Single by Simply Red

from the album Home
- Released: 7 July 2003
- Length: 3:58
- Label: simplyred.com
- Songwriters: Sara Brown; Chris de Margary; Mick Hucknall; Mark Jaimes; John Johnson; Dee Johnson; Ian Kirkham; Steve Lewinson; Kenji Suzuki; Gota Yashiki;
- Producers: Mick Hucknall; Stewart Levine;

Simply Red singles chronology
| "Sunrise" (2003) | "Fake" (2003) | "You Make Me Feel Brand New" (2003) |

Music video
- "Fake" on YouTube

= Fake (Simply Red song) =

2003 single by Simply Red

"Fake" is a song written and recorded by British soft rock group Simply Red. It was released in July 2003 as the second single from the album, Home. It was the next single after their international smash hit "Sunrise". It reached number-one on the US Billboard Dance Club Play chart on the week of 14 February 2004.

==Music video==
The music video was filmed at a nightclub in Watford, England on 8 May 2003 and was directed by Andy Morahan. It features Mick Hucknall walking around in the nightclub and talking to people who look like famous artists and celebrities.
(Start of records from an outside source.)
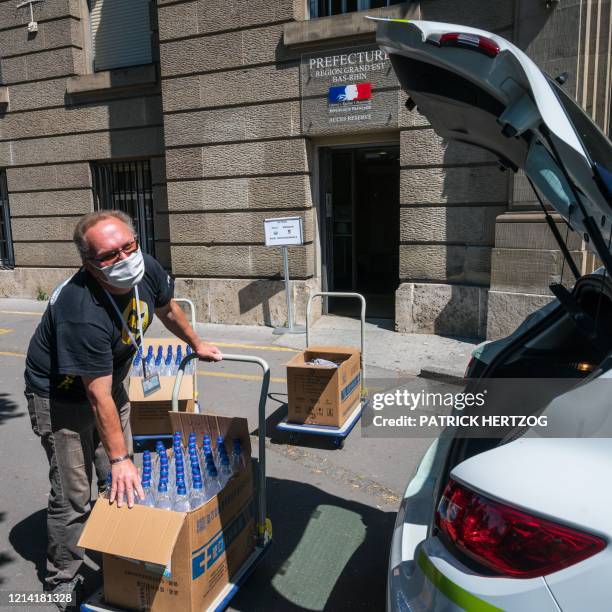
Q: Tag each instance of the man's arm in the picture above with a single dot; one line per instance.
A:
(125, 474)
(174, 319)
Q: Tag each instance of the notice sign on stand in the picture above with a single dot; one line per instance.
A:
(285, 231)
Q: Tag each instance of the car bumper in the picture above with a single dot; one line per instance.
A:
(436, 581)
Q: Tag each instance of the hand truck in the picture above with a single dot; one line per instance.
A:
(338, 434)
(263, 524)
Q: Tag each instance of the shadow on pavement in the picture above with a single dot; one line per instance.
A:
(328, 553)
(5, 558)
(8, 408)
(29, 540)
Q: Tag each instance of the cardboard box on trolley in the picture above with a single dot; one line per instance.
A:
(320, 395)
(161, 560)
(149, 415)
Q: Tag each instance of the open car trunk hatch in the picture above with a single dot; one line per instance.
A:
(486, 92)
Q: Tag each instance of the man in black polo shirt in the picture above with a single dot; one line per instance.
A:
(78, 359)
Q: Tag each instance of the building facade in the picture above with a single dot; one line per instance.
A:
(202, 118)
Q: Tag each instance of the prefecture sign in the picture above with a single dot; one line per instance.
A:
(348, 90)
(285, 231)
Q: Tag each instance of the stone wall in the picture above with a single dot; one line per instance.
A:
(450, 197)
(574, 37)
(235, 154)
(60, 117)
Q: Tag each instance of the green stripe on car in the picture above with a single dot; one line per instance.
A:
(453, 591)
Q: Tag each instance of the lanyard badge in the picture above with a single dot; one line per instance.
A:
(150, 384)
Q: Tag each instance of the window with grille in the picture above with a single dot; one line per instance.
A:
(126, 186)
(325, 8)
(7, 259)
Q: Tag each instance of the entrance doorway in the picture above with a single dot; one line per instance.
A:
(360, 226)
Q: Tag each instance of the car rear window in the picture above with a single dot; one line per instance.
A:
(595, 142)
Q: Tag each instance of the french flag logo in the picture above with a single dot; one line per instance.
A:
(350, 93)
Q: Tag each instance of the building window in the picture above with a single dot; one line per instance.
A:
(120, 33)
(7, 259)
(325, 8)
(126, 186)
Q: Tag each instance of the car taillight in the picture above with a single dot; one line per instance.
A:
(507, 540)
(472, 41)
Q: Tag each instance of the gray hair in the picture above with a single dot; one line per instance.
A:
(90, 219)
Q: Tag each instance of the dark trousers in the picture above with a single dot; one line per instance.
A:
(69, 436)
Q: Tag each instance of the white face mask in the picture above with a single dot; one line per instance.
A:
(125, 273)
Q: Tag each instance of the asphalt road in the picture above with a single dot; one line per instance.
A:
(332, 510)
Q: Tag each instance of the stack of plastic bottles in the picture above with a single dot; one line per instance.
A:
(187, 478)
(163, 364)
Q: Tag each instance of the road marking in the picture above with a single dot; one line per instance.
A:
(33, 314)
(238, 376)
(9, 354)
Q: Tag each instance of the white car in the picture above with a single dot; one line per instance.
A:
(518, 522)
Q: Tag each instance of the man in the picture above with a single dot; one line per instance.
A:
(78, 359)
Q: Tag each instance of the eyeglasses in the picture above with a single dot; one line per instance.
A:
(108, 259)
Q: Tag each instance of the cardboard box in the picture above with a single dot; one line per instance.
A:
(149, 415)
(323, 395)
(160, 560)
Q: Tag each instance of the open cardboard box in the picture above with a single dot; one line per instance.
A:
(319, 395)
(161, 560)
(149, 415)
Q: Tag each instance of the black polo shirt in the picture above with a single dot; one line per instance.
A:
(80, 333)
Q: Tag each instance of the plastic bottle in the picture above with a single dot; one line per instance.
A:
(136, 367)
(220, 449)
(162, 500)
(149, 498)
(190, 369)
(181, 500)
(213, 485)
(225, 470)
(237, 460)
(198, 496)
(169, 361)
(158, 368)
(179, 358)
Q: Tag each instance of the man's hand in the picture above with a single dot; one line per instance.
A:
(125, 480)
(208, 352)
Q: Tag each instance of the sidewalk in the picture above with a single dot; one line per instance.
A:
(426, 355)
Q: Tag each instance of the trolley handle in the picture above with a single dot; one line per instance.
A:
(261, 429)
(357, 296)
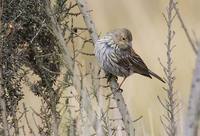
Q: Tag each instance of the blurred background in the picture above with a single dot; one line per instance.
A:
(144, 19)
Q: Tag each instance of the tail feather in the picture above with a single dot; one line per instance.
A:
(156, 76)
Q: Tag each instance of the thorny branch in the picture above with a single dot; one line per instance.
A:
(193, 113)
(3, 110)
(170, 104)
(126, 118)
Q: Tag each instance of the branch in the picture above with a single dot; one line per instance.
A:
(185, 30)
(2, 100)
(193, 113)
(66, 55)
(126, 118)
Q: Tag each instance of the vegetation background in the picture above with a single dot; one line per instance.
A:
(145, 20)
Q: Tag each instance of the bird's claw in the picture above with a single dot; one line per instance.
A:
(110, 76)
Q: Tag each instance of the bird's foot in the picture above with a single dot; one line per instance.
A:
(118, 90)
(110, 76)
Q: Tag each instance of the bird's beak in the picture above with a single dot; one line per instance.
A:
(130, 44)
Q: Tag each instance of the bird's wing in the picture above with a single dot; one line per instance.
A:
(132, 61)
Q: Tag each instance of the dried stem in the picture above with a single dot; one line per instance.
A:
(194, 47)
(66, 55)
(170, 104)
(2, 100)
(126, 118)
(193, 113)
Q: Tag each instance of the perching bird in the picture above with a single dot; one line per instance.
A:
(116, 56)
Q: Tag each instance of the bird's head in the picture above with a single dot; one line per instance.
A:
(122, 37)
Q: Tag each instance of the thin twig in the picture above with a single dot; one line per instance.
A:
(193, 113)
(113, 83)
(194, 47)
(2, 100)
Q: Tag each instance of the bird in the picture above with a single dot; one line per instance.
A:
(116, 56)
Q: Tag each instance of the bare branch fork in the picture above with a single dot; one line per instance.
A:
(126, 118)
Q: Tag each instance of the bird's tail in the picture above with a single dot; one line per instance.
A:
(156, 76)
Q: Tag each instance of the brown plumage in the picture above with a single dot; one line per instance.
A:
(116, 56)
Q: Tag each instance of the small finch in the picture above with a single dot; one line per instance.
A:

Among them are doubles of Arnold Schwarzenegger, Eminem, Ozzy Osbourne, Naomi Campbell, Kylie Minogue, Diana Ross, Robert De Niro, Madonna, Britney Spears, Pamela Anderson, Cameron Diaz, Pierce Brosnan, Sean Connery, Halle Berry, Michael Jackson, Joan Collins, Cher, David Beckham and Victoria Beckham. Hucknall also meets his own double. It also features Hucknall in a library when the line "I read a book and it's your face" is said.

==Track listings==

CD single
| No. | Title | Length |
|---|---|---|
| 1. | "Fake" (radio mix) | 3:43 |
| 2. | "Fake" (album edit) | 3:15 |
| 3. | "Fake" (Love to Infinity Classic radio mix) | 4:37 |
| 4. | "Fake" (Love to Infinity club mix) | 7:00 |
| 5. | "Fake" (Phunk Investigation radio edit) | 3:02 |
| 6. | "Fake" (Phunk Investigation Exte-Club mix) | 7:03 |
| 7. | "Fake" (Phunk Investigation in Elettrica dub mix) | 7:07 |

==Charts==

===Weekly charts===

Weekly chart performance for "Fake"
| Chart (2003–2004) | Peak position |
|---|---|
| Australia (ARIA) | 97 |
| Belgium (Ultratip Bubbling Under Flanders) | 4 |
| Belgium (Ultratip Bubbling Under Wallonia) | 12 |
| Croatia (HRT) | 10 |
| Germany (GfK) | 43 |
| Hungary (Editors' Choice Top 40) | 19 |
| Italy (FIMI) | 7 |
| Netherlands (Dutch Top 40) | 6 |
| Netherlands (Single Top 100) | 19 |
| Scotland Singles (OCC) | 19 |
| Switzerland (Schweizer Hitparade) | 41 |
| UK Singles (OCC) | 21 |
| US Dance Club Play (Billboard) | 1 |

===Year-end charts===

Year-end chart performance for "Fake"
| Chart (2003) | Position |
|---|---|
| Netherlands (Dutch Top 40) | 77 |

| Chart (2004) | Position |
|---|---|
| US Dance Club Play (Billboard) | 27 |

==Release history==

| Region | Date | Format(s) | Label(s) | Ref. |
| United Kingdom | 7 July 2003 | CD; cassette; | simplyred.com |  |
| Australia | 18 August 2003 | CD |  |

==See also==
- List of number-one dance singles of 2004 (U.S.)